Few Years Ago I have bought a used trek 800. Till now it worked great but not so long ago the chain started to jump over the teeth of crank ring.Especially over the larger one.
I have decided to buy a new crankset.

I found one on amazon but do not really know whether it will fit my bike or not.
Could you please let me know whether they are compatible or not.

attached are the photos of my bike's crankset and the link of one I want to buy.



Uploaded with ImageShack.us

https://www.amazon.com/Shimano-FC-M...TF8&coliid=I2PIGAAW8GUUXQ&colid=2XXV9ILEWSWSJ

If this one won't fit could you tell me which one will and where I can buy it?
Or at least buy a crank ring? Or just write a model or type of my bikes crank?
I tried to look for any text on it but could not succeed. (


----------



## parnavaz (Mar 31, 2011)

Hey, Can anyone help me with this issue.


----------



## AndrwSwitch (May 28, 2009)

I don't know if you're still paying attention to this thread, being three weeks ago and all...

I'd be a little surprised if it's a problem with the crankset, although it's hard to tell from your picture.

Your drivetrain is filthy. Clean it, and measure your chain. I think it's more likely your chain is worn out, or you're feeling skip at the cogs, either because of a worn out chain, worn out cassette/freewheel, or misadjusted shifter.

http://sheldonbrown.com/chains.html#wear

The crank in your link would be a little nicer than what you have. You're likely to need a new bottom bracket too. About a $30 item, and requires some special tools to install.
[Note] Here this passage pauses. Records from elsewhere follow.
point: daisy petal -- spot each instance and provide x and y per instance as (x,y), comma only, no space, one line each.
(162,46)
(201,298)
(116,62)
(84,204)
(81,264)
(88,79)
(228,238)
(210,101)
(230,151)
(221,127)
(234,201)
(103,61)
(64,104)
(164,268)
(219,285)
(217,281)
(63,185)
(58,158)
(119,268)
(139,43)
Your shop can probably handle the entire swap for a minimum labor charge.


----------



## PlatyPius (Feb 1, 2009)

Chainrings on that crank are not replaceable.

The Alivio crank will fit fine.

Your drivetrain is so disgustingly filthy that I'm surprised it shifts or moves at all.

I would guess the main issue is your chain, however, your crank and cassette/freewheel are probably trashed as well.


----------